La Confederazione Italiana Agricoltori valuta come fortemente negativo l’impatto economico-occupazionale dell’ipotesi di localizzazione impianto nelle “aree bianche” del Comune.

Rifiuti di Roma a #Fiumicino, anche la Cia lancia l’allarme ‘Persi 18 milioni di euro all’anno’

Il Faro on line – La Cia – Agricoltori Italiani di Roma, ha effettuato una valutazione di carattere economico ed occupazionale sulla ventilata ipotesi di individuazione di aree su cui istallare un impianto di rifiuti nelle aree della Provincia di Roma.
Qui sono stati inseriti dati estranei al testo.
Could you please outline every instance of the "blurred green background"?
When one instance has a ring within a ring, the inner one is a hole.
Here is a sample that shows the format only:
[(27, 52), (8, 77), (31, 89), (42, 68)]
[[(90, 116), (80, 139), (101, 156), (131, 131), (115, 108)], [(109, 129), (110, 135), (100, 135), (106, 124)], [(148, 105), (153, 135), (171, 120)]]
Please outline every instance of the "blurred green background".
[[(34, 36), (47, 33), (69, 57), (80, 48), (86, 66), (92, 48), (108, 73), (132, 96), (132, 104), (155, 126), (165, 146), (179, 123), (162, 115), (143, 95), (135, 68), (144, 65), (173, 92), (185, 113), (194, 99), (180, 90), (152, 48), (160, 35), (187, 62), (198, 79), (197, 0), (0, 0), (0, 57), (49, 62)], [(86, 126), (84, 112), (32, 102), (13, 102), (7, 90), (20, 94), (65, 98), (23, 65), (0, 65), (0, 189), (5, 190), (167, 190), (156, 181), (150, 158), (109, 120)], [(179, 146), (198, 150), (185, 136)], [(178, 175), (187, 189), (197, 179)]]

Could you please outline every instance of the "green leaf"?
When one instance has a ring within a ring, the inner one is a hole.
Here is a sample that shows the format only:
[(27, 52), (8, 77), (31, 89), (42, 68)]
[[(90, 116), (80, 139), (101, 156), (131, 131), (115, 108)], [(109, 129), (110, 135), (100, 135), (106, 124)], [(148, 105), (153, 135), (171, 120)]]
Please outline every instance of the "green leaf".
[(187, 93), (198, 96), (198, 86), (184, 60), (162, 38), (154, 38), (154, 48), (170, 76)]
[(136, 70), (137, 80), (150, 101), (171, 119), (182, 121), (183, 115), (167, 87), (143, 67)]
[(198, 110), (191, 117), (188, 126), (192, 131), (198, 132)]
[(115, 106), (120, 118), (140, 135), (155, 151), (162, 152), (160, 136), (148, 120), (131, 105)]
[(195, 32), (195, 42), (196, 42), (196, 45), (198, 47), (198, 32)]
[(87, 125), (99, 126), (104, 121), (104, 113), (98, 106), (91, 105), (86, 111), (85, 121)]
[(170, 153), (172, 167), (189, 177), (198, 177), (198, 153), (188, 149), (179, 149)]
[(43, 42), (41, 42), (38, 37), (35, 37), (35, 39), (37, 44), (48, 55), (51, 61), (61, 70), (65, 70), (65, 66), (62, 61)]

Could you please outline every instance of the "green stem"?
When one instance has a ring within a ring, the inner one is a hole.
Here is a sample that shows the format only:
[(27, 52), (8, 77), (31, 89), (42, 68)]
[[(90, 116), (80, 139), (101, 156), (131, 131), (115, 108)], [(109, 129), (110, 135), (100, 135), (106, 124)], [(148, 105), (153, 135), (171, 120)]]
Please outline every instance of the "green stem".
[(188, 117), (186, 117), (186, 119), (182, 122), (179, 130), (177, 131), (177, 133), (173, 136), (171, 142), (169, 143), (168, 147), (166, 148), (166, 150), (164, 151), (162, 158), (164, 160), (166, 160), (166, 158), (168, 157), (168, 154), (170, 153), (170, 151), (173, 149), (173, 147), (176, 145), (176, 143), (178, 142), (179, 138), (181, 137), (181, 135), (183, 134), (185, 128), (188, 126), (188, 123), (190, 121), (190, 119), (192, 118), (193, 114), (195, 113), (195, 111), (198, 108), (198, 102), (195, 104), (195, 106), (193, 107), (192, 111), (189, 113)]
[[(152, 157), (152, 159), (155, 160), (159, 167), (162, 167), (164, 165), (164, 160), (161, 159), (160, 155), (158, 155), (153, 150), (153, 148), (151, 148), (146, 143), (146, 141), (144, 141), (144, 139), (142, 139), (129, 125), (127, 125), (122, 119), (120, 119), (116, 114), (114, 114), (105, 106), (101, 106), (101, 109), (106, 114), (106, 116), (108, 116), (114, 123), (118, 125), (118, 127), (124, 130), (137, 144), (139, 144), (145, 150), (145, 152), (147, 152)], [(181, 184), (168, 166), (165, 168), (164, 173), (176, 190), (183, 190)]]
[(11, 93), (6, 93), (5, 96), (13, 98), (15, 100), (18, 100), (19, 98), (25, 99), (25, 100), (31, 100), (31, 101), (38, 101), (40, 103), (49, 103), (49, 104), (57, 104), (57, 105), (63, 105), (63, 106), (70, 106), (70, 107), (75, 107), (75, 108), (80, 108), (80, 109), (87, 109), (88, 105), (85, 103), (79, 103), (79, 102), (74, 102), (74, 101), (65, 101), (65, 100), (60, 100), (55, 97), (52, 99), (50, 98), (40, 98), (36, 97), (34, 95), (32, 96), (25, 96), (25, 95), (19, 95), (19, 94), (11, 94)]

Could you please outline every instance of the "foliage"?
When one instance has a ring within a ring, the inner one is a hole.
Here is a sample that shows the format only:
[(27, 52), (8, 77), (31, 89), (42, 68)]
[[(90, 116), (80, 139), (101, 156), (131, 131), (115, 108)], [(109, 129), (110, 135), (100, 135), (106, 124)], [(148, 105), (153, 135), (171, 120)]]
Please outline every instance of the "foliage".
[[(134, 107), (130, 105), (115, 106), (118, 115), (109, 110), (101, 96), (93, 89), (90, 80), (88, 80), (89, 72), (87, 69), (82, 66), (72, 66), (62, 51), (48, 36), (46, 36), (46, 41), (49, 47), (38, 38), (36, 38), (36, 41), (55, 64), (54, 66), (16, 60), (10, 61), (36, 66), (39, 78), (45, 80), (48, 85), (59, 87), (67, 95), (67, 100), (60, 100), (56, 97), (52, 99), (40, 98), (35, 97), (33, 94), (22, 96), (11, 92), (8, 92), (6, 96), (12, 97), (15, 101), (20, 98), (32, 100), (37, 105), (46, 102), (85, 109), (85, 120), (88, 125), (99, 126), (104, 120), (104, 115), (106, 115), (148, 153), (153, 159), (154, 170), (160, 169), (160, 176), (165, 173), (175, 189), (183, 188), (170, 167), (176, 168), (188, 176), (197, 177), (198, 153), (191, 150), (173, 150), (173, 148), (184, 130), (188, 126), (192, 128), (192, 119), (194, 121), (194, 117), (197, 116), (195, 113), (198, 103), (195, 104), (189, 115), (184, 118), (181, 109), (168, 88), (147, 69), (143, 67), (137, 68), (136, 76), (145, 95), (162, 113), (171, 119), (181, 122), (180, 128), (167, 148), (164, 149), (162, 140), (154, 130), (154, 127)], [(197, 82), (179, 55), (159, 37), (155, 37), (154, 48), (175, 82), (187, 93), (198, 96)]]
In particolare l’analisi si è concentrata sull’impatto nell’area nord del comune di Fiumicino.

Il Direttore Provinciale, Massimo Biagetti, evidenzia che un impianto di questo tipo pensato per il trattamento dei rifiuti della Città di Roma, seppur istallato su un’area limitata avrebbe un impatto negativo su una più vasta superficie agricola sia per il passaggio dei mezzi pesanti di trasporto, sia per la rottura del delicato equilibrio tra campagna e città che rende unico e affascinante questo spazio rurale e ne fa un tesoro di agricoltura, allevamento ed ospitalità.

I numeri elaborati incrociando i dati statistici Istat, i dati economici dell’Istituto Nazionale di Economia Agraria (Inea) e i dati dell’impiego ore/lavoro della Regione Lazio fotografano un impatto fortemente negativo sull’economia dell’intera area che ha una vocazione prevalente agricolo-turistica.

Il volume della perdita di produzione si attesta intorno ai 18 milioni di Euro annui (circa il 14% dell’intera produzione agricola di Fiumicino, uno dei più grandi comuni agricoli d’Italia), di cui quasi 1,5 milioni di reddito derivante dalle attività agrituristiche.
Le ore lavoro che si perderanno risultano pari a circa 900.000 di ore che corrispondono al salario di circa 650 operai agricoli (il 14% del lavoro agricolo totale di Fiumicino).

Il Presidente della Cia – Agricoltori Italiani di Roma, Ezio Muroni, conclude evidenziando di non condividere la scelta della Città di Roma di cercare possibili soluzioni alla chiusura del proprio ciclo di rifiuti in aree esterne ai propri confini amministrativi, il territorio agricolo non deve essere considerato un territorio “libero” e “vuoto” dove scaricare le contraddizioni delle città ma deve essere valutato sempre come elemento primario per la produzione di alimenti, di biodiversità, di lavoro buono e ambiente sano.

La Cia continuerà a sostenere l’attività agricola e tutti gli agricoltori della zona in tutte le sedi operative ed istituzionali.